Dems press FCC to extend net neutrality comment period
Democrat senators are urging the Federal Communications Commission (FCC) to extend the public comment period on its proposal to scrap the net neutrality rules.
Fifteen Democrats led by Sen. Ed Markey (Mass.) in a letter Thursday to Republican FCC Chairman Ajit Pai asked that he provide more time for comments, citing the unprecedented number of comments on the rules.
“This volume of comments underscores the tremendous interest the public has in this proceeding,” the senators wrote. “Given the unprecedented number of comments, we urge the FCC to extend the reply comment period to allow sufficient time for the public to ensure their views are reflected in the record.”
To date, Pai’s “Restoring Internet Freedom” proposal to roll back Obama-era net neutrality measures aimed at creating a level playing field for internet companies has received more than 16 million comments, more than any other FCC item in history. The previous record happened during the FCC’s last net neutrality proceedings in 2014, in which the public filed about 4 million comments on the matter.
Democratic Sens. Brian Schatz (Hawaii), Ron Wyden (Ore.) and Al Franken (Minn.) were among those signing the letter to Pai.
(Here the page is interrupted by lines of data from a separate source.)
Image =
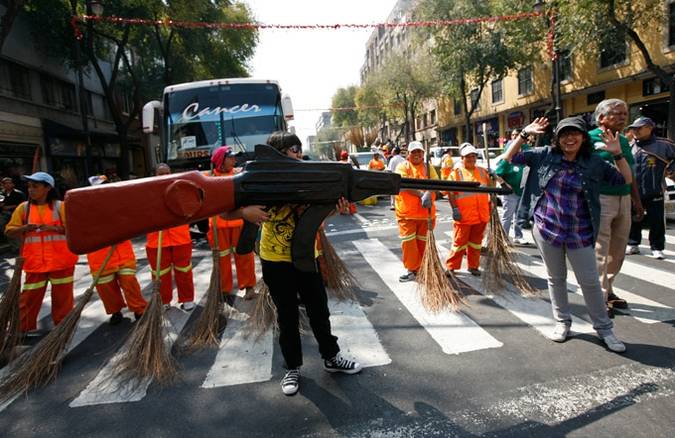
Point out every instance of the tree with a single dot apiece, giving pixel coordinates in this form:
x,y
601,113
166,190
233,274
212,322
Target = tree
x,y
197,53
584,26
375,96
7,19
472,54
127,61
410,79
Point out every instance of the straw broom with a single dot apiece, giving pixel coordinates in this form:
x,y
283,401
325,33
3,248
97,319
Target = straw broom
x,y
206,330
340,282
436,290
145,353
264,314
499,258
10,317
38,366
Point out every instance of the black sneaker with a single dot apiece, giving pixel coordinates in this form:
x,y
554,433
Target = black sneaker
x,y
339,364
291,382
116,318
408,276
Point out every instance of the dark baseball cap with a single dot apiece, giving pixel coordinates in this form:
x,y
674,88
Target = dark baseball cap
x,y
571,122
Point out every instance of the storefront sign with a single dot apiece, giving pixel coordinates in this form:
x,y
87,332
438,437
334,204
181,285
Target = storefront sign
x,y
515,120
491,127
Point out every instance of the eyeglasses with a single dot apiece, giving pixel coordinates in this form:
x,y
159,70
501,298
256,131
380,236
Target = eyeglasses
x,y
567,132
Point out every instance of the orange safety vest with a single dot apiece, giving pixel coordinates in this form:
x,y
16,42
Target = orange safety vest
x,y
474,207
123,253
46,251
376,165
409,206
222,223
175,236
446,166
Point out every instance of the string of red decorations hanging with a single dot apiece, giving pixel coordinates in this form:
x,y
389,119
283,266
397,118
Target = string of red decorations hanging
x,y
355,108
138,21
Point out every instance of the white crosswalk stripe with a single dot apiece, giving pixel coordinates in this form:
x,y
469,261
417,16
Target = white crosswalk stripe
x,y
453,331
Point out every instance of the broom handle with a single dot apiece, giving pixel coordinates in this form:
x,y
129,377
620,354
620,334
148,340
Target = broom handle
x,y
158,271
487,155
102,268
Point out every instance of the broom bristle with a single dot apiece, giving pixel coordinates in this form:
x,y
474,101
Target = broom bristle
x,y
340,282
206,330
145,354
264,314
499,262
38,366
10,317
436,290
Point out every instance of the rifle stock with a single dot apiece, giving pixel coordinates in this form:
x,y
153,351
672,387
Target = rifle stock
x,y
136,207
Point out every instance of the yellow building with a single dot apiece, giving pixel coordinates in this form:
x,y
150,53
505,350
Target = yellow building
x,y
524,95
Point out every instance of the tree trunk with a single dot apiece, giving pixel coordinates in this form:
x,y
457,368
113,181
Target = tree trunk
x,y
7,20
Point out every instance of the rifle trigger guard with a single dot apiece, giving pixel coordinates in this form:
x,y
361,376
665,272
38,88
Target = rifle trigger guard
x,y
304,237
184,198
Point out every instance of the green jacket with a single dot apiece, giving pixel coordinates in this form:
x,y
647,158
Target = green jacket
x,y
512,173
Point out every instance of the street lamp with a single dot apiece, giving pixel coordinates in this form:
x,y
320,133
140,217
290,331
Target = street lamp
x,y
539,7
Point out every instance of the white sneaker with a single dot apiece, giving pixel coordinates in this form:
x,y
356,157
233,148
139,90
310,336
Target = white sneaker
x,y
632,249
560,333
613,343
291,382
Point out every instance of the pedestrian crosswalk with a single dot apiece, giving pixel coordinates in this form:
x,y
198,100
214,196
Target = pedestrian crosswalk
x,y
244,360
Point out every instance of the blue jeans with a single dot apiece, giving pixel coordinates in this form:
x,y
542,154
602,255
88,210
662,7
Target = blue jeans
x,y
510,205
585,269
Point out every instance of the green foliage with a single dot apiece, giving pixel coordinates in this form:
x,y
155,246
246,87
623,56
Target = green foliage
x,y
345,98
584,25
479,52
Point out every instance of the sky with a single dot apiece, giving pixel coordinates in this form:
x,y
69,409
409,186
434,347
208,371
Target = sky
x,y
312,64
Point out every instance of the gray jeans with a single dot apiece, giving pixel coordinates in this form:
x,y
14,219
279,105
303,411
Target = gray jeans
x,y
585,269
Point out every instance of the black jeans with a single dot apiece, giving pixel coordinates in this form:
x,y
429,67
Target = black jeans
x,y
657,225
285,283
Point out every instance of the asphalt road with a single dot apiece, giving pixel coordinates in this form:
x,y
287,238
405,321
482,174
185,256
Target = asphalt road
x,y
489,371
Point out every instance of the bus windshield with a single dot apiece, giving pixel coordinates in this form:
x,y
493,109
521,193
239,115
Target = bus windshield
x,y
199,120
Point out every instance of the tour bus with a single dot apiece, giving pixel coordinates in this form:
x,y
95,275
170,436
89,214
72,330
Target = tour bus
x,y
198,117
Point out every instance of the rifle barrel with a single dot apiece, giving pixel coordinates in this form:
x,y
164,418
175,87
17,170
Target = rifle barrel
x,y
450,186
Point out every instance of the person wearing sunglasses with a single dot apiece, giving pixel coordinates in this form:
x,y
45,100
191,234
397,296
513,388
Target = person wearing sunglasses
x,y
288,286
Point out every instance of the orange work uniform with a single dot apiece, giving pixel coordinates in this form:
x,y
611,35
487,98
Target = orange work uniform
x,y
446,166
46,259
177,257
475,211
119,275
352,205
412,217
376,165
228,236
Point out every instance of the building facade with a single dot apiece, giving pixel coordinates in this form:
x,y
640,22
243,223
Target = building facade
x,y
41,125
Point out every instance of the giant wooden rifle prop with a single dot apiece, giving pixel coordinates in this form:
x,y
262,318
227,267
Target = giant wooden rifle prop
x,y
103,215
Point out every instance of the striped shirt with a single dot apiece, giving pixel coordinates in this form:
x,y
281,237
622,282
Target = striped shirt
x,y
562,214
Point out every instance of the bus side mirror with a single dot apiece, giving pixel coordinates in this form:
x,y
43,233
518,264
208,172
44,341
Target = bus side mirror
x,y
287,107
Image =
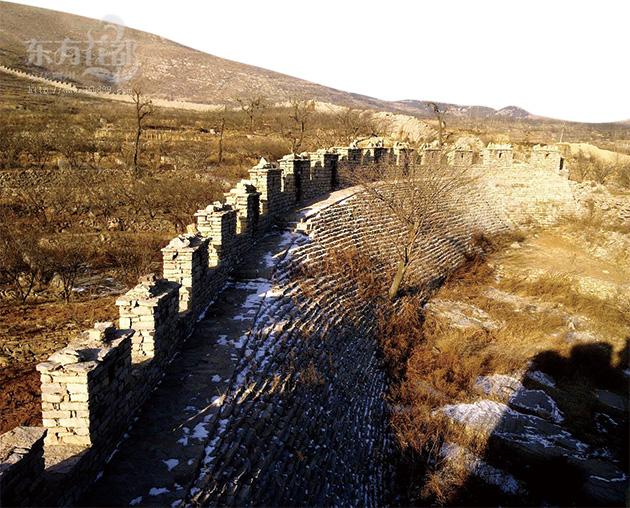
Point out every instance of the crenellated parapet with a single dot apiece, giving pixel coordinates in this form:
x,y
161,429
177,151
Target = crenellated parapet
x,y
150,309
547,157
186,262
498,155
245,200
86,387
The lawmakers also noted that the comment period for approving net neutrality in 2014 was 60 days. Pai has only allowed a 30-day comment period for his plan to rollback the rules.
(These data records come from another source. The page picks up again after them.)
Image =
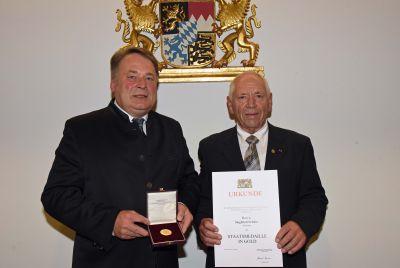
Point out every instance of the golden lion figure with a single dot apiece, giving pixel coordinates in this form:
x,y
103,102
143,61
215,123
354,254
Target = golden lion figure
x,y
232,16
143,18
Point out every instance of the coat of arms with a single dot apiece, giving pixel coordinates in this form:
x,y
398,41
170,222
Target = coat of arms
x,y
187,32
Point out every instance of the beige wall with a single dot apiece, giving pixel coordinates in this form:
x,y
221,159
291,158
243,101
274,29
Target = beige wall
x,y
333,67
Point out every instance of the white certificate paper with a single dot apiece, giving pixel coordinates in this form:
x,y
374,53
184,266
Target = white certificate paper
x,y
246,211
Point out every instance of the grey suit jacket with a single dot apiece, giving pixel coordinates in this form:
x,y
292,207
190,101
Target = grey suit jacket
x,y
302,197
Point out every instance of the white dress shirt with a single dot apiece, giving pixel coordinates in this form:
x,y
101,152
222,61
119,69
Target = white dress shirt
x,y
131,117
262,136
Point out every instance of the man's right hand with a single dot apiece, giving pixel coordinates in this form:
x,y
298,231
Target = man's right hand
x,y
125,226
209,233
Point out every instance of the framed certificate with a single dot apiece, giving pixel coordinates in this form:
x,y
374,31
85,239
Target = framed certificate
x,y
246,211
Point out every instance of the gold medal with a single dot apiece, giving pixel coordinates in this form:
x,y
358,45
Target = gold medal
x,y
165,232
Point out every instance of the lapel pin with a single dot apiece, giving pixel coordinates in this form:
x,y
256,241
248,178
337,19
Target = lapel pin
x,y
276,151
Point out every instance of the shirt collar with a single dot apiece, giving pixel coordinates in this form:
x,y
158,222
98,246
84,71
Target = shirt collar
x,y
130,116
260,134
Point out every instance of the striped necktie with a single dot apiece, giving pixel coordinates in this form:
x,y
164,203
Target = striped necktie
x,y
251,160
140,122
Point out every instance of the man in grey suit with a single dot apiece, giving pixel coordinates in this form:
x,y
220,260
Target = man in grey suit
x,y
256,144
109,159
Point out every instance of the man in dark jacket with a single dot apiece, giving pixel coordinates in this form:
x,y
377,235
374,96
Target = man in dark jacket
x,y
302,197
106,163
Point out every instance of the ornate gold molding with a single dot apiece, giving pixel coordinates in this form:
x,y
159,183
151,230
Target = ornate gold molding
x,y
205,74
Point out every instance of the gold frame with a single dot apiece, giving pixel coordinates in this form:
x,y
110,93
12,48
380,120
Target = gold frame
x,y
176,75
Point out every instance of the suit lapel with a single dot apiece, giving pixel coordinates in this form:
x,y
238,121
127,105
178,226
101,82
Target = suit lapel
x,y
231,150
275,149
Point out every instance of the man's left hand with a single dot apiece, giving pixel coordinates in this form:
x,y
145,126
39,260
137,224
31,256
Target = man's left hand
x,y
290,238
184,217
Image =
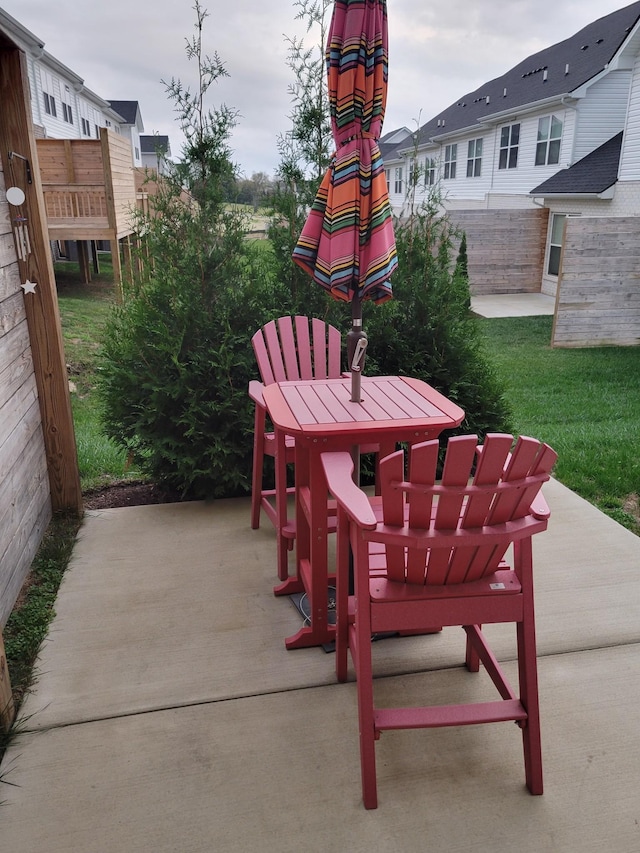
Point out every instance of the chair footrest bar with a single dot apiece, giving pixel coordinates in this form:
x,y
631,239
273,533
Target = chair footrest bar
x,y
449,715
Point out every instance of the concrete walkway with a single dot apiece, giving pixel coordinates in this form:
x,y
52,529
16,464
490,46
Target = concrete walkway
x,y
168,715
“This proceeding has the potential to impact all Americans and as the expert agency, you should ensure that the Commission provides ample time to ensure all voices are heard,” the senators wrote.
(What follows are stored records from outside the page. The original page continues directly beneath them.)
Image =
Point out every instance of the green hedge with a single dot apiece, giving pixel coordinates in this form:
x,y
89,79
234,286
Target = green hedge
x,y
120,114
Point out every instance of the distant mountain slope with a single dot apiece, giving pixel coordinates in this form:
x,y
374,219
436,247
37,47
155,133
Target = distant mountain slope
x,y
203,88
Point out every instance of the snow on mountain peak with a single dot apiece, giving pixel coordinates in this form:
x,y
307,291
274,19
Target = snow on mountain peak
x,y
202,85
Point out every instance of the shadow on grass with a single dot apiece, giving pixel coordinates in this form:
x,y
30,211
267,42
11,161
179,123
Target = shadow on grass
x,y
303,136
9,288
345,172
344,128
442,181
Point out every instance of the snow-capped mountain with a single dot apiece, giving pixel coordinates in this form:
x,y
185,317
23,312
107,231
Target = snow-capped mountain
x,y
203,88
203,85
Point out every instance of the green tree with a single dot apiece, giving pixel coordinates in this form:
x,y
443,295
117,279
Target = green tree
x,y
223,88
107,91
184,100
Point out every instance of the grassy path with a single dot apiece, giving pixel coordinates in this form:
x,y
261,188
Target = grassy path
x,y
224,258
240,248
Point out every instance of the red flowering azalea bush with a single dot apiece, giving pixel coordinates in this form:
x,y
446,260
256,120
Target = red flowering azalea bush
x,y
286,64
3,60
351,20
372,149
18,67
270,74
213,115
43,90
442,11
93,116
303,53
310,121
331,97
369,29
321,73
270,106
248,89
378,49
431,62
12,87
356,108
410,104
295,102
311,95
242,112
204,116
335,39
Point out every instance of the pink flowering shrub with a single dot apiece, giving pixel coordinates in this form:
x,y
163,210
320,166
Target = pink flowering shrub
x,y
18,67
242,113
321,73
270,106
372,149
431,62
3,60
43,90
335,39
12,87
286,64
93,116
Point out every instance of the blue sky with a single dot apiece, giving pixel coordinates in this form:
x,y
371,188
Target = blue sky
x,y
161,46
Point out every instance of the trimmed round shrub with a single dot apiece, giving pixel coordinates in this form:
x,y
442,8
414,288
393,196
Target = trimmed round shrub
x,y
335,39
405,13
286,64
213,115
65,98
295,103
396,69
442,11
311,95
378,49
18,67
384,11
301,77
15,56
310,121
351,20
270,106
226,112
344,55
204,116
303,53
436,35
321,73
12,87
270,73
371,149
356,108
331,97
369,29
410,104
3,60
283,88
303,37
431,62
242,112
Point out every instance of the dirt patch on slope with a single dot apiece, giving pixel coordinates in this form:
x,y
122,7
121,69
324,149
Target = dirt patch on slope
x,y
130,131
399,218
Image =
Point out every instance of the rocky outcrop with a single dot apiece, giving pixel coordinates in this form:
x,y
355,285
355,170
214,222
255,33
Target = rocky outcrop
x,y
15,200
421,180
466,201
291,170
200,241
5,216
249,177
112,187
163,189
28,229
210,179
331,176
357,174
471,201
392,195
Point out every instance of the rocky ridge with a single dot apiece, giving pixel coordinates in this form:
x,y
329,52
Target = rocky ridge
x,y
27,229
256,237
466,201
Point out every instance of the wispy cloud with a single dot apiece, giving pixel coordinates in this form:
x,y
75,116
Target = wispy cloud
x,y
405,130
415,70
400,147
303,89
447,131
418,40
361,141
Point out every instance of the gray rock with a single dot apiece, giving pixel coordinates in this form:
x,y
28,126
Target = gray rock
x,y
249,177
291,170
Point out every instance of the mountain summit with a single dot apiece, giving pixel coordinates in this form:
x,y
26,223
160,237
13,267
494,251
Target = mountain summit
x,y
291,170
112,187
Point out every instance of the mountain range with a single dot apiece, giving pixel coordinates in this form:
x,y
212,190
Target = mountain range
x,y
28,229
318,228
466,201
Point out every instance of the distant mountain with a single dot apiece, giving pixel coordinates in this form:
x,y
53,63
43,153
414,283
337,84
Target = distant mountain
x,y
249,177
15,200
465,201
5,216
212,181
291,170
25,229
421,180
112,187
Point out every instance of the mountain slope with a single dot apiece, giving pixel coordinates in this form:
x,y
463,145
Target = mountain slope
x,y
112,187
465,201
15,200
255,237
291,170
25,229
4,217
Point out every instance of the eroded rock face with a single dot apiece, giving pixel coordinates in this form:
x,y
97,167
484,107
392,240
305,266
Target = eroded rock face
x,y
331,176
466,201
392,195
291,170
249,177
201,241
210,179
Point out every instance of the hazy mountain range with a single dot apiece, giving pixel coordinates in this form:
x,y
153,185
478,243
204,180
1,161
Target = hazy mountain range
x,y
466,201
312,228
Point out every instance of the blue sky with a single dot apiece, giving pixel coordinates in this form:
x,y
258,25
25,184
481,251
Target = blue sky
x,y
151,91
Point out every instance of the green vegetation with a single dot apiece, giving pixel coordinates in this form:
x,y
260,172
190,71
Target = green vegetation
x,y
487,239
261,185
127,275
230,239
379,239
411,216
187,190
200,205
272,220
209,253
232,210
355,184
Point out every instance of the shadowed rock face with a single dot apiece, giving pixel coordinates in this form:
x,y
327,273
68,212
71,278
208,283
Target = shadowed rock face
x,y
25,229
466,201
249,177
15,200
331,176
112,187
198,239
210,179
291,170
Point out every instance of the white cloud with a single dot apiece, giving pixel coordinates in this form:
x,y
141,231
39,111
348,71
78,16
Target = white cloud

Democratic lawmakers, consumer advocates and internet companies like Reddit and Facebook back the net neutrality rules, while GOP lawmakers and telecom giants like AT&T and Comcast want them scrapped.
Critics say net neutrality has reduced investment in broadband infrastructure and will lead to slower and more expensive internet access for consumers.
Supporters of the rules say scaling them back could give broadband providers too much power over internet content.